Part I of the book deals with the filtering problem.

Chapter 2 describes the partially observed Markov process model (stochastic state space model) and the Chapman–Kolmogorov equation for prediction.

Chapter 3 discusses the filtering problem and filtering algorithms – particularly the Kalman filter and HMM filter and their properties, and also a short discussion on suboptimal filtering algorithms such as the particle filter.

In Chapter 4, the filters are used to compute the maximum likelihood parameter estimate for HMMs via general purpose optimization algorithms and also the Expectation Maximization (EM) algorithm.

Chapter 5 discusses social learning and filtering on graphs. It deals with the structure of the filtering recursion rather than computations and is indicative of the rest of the book. We return to such structural results in Part III of the book.

Appendix B discusses filters for continuous-time HMMs and Markov modulated Poisson processes, and their numerical implementation.

The material of Part I forms the background to the rest of the book where controlled partially observed Markov models are considered. Please note that the term “Bayesian” here is consistent with the usage in signal processing. It means that Bayes’ formula is used in computation.

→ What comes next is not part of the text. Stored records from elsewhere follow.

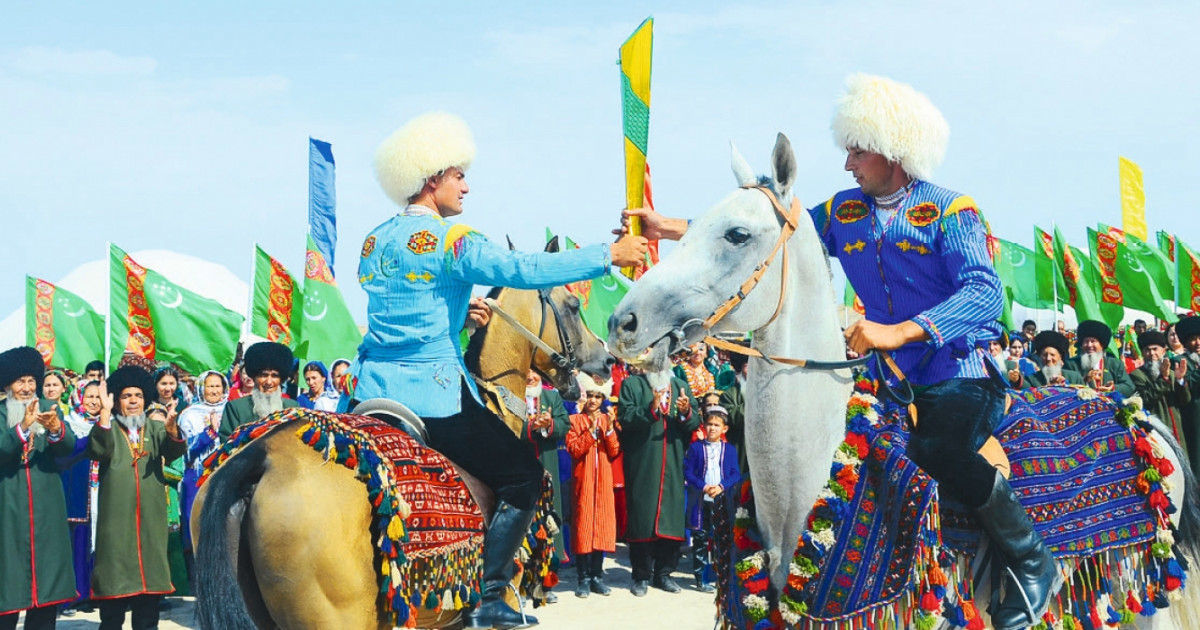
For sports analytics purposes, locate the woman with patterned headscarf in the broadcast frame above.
[59,380,101,616]
[296,361,341,412]
[179,370,229,568]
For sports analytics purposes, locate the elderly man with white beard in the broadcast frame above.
[1175,316,1200,473]
[84,365,187,630]
[218,341,299,440]
[1129,330,1192,448]
[1066,319,1136,396]
[0,347,76,630]
[1025,330,1084,389]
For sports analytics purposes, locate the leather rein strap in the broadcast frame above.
[702,186,913,404]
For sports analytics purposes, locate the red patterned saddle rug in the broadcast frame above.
[200,408,484,628]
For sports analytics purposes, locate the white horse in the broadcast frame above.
[608,134,1200,629]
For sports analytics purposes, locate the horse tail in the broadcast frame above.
[196,442,266,630]
[1150,416,1200,563]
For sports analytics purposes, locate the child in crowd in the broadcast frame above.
[683,404,742,593]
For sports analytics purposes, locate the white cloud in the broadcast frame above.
[6,46,158,76]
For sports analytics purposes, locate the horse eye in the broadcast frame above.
[725,228,750,245]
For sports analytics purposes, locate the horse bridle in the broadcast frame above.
[484,289,582,372]
[650,186,913,404]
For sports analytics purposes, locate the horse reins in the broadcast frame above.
[686,186,913,404]
[484,289,580,370]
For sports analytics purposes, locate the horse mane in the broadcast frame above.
[462,287,504,376]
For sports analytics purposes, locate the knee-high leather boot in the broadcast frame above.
[467,500,538,630]
[976,473,1062,630]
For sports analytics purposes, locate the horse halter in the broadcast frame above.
[484,289,581,371]
[660,186,913,404]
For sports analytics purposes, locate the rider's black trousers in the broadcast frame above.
[422,384,546,510]
[908,378,1004,509]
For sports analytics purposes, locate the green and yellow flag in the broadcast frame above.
[25,276,104,374]
[1117,157,1148,241]
[620,18,654,277]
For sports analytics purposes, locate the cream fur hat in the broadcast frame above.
[376,112,475,205]
[833,73,950,180]
[575,372,612,398]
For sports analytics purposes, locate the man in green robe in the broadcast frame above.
[217,341,300,440]
[0,347,76,630]
[1175,316,1200,474]
[1067,319,1135,397]
[521,370,571,580]
[84,365,187,630]
[1129,330,1192,450]
[617,370,701,596]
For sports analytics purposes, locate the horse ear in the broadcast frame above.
[770,133,796,197]
[730,142,758,186]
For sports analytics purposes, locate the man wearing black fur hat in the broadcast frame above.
[1067,319,1136,396]
[218,341,299,439]
[1025,330,1084,388]
[1129,330,1192,448]
[1175,316,1200,473]
[84,365,187,630]
[0,347,76,630]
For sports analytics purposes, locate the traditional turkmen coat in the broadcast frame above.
[566,414,620,553]
[0,400,76,614]
[1129,365,1192,449]
[85,418,187,599]
[521,389,571,560]
[617,374,701,542]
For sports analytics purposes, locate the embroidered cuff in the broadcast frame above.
[912,314,946,348]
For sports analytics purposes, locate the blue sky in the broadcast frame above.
[0,1,1200,320]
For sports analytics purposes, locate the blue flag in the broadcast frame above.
[308,138,337,274]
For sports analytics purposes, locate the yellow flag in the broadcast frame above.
[1117,157,1146,241]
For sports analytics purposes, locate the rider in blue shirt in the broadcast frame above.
[350,113,647,629]
[625,74,1058,630]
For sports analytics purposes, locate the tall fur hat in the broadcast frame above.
[376,112,475,205]
[108,365,158,404]
[833,73,950,180]
[1075,319,1112,348]
[1175,316,1200,343]
[1138,330,1166,348]
[1033,330,1070,360]
[246,341,293,379]
[575,372,612,398]
[0,346,46,390]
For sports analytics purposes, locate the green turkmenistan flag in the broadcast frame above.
[250,245,304,348]
[1087,223,1178,322]
[546,228,631,340]
[292,236,362,367]
[1054,226,1124,330]
[108,245,245,374]
[992,239,1054,308]
[25,276,104,374]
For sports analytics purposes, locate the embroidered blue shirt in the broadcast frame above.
[809,180,1003,385]
[350,205,610,418]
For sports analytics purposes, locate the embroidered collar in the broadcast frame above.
[400,204,442,218]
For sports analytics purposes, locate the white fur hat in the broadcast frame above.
[833,73,950,180]
[575,372,612,398]
[376,112,475,205]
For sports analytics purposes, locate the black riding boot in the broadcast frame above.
[467,500,538,630]
[976,473,1062,630]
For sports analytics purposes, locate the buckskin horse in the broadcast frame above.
[608,134,1200,629]
[192,282,613,630]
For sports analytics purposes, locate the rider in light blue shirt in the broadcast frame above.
[350,113,647,629]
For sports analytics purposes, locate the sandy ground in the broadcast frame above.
[28,545,716,630]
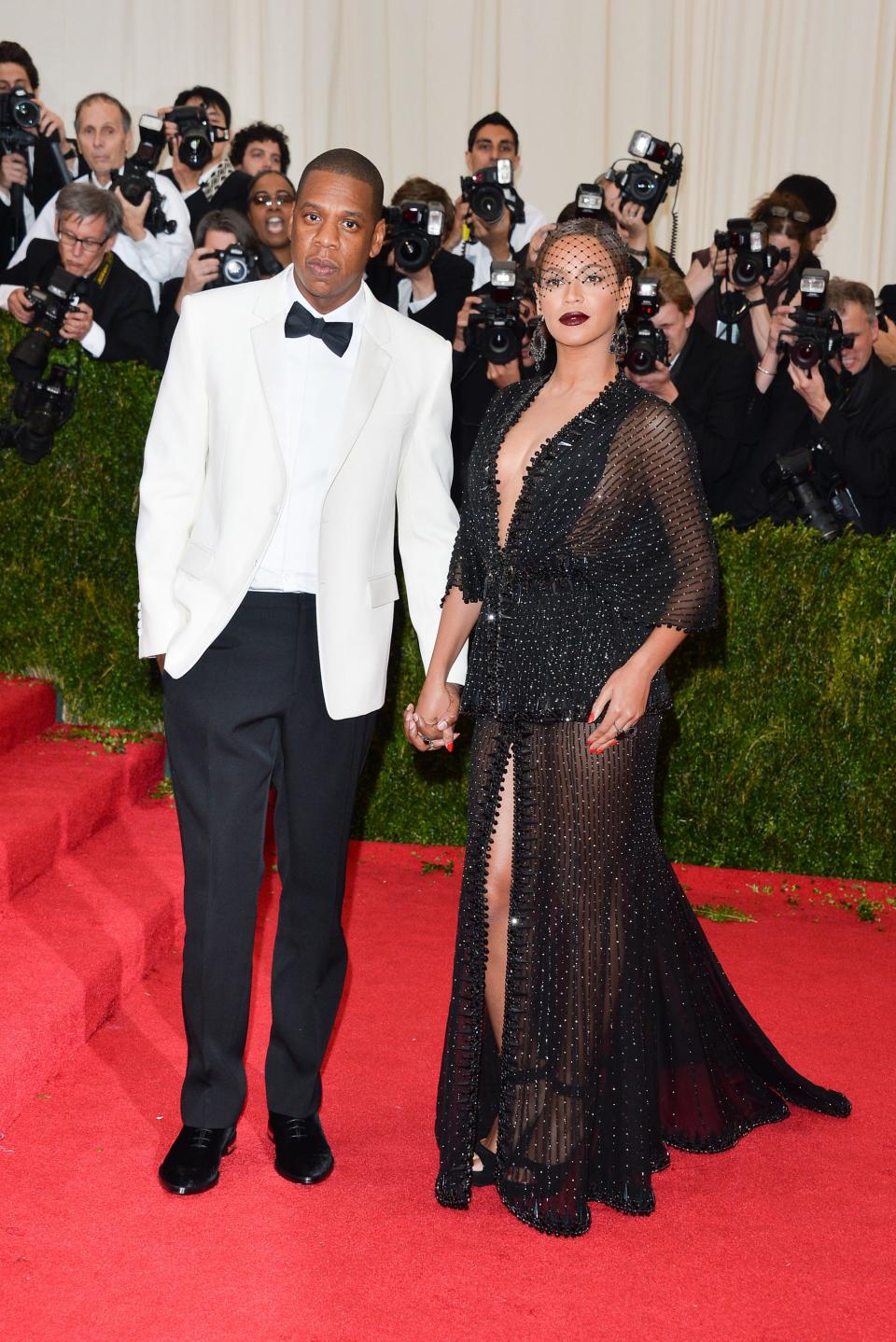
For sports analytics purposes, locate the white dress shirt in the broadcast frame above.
[452,202,547,292]
[9,174,193,309]
[252,266,366,592]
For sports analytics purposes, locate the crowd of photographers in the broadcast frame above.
[0,42,896,538]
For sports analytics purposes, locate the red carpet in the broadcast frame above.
[0,683,896,1342]
[0,826,896,1342]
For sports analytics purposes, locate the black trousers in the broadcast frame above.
[163,592,375,1127]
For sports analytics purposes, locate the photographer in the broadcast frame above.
[451,270,537,508]
[0,42,77,266]
[245,172,295,279]
[231,120,289,177]
[12,92,192,304]
[685,190,811,362]
[368,177,473,341]
[0,183,157,362]
[159,85,240,233]
[159,209,259,368]
[625,267,752,514]
[734,271,896,533]
[595,175,682,275]
[444,111,547,288]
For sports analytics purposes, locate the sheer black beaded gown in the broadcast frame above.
[436,376,850,1235]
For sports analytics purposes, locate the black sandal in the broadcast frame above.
[469,1142,497,1188]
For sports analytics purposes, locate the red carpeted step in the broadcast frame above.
[0,677,56,753]
[0,736,165,907]
[0,800,182,1131]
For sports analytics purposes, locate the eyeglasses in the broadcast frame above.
[59,228,107,254]
[251,190,295,209]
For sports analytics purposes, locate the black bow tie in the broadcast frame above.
[283,302,352,358]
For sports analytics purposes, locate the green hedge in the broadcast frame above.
[0,313,896,880]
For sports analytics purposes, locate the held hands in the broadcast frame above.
[404,680,460,754]
[59,303,94,340]
[586,660,651,754]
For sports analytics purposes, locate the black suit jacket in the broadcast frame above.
[0,135,80,266]
[160,168,252,238]
[671,321,754,514]
[0,238,159,364]
[731,355,896,533]
[368,251,473,340]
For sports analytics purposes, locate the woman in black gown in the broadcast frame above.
[405,220,849,1235]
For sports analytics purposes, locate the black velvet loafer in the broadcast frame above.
[159,1127,236,1193]
[267,1112,332,1183]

Part I is an introductory treatment of Bayesian filtering and is not meant to be a comprehensive account.We mainly discuss filters for finite state Markov chains in noise (including social learning filters) and, to a lesser extent, filters for linear Gaussian state space processes and jump Markov linear systems.

In Parts II to IV of the book, we will deal with controlling the dynamics of the HMM filter. The reader who wishes to proceed rapidly to Part II only needs to read sections of Chapters 2 and 3 pertaining to finite state Markov chains and HMMs, and parts of Chapter 5 in social learning.